Fast forward to his first six weeks in office, and Fetterman is painting a starkly different account of the medical advice he received on the campaign trail. After Fetterman was hospitalized for lightheadedness earlier this month, the
New York Times reported that the freshman senator believes "he may have set himself back permanently by not taking the recommended amount of rest during the campaign" after his stroke.
Now, Fetterman is laid up in Walter Reed National Military Medical Center, receiving treatment for "severe" clinical depression—his second hospital stay during his six weeks in office. The contrasting and contradictory statements raise questions about what medical advice the stroke survivor actually received, and whether he was candid about it with voters—or whether he or his advisers shaded the truth in order win one of the most competitive Senate races in the country.
Fetterman’s office did not respond to a request for comment.

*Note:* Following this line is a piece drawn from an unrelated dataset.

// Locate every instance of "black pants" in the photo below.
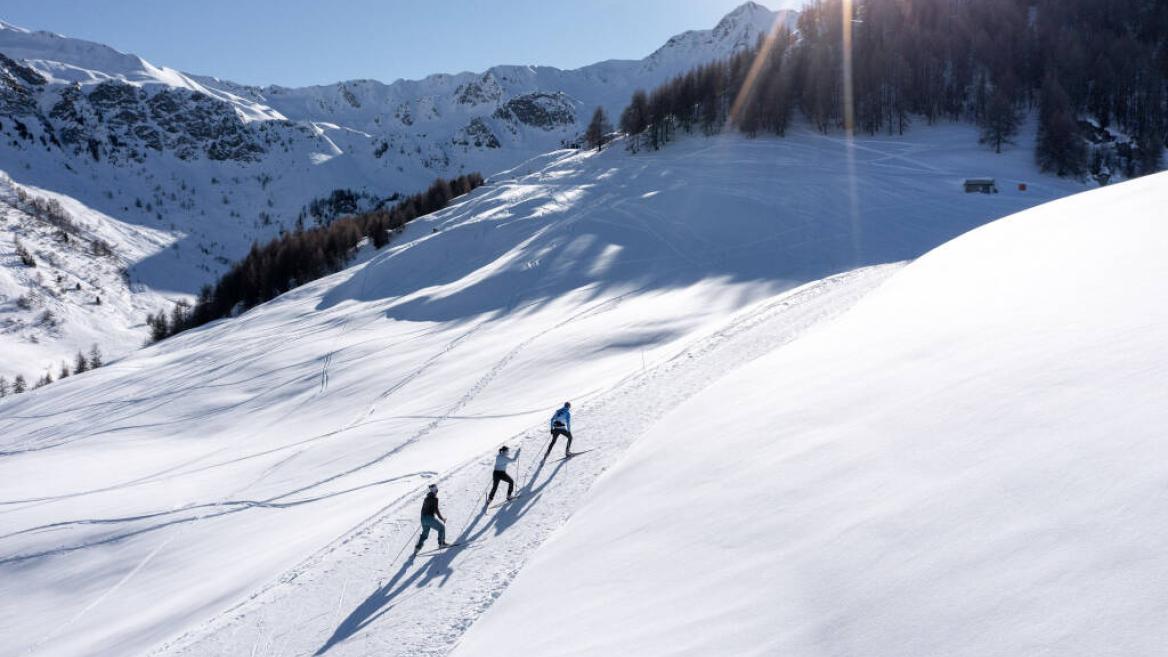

On May 13, Fetterman suffered an ischemic stroke, the
result of a blood clot blocking the flow of nutrients and oxygen to the brain. Stroke victims can suffer permanent
brain damage and, like Fetterman, have trouble processing sound.
According to the CDC, it can take
"years" to recover from strokes, and some patients may never fully heal. Johns Hopkins Medicine suggests stroke victims spend the first three months after the stroke focusing on recovery and developing "compensation strategies to work around a functional impairment," like "learning to hold a toothpaste tube so the strong hand can unscrew the cap."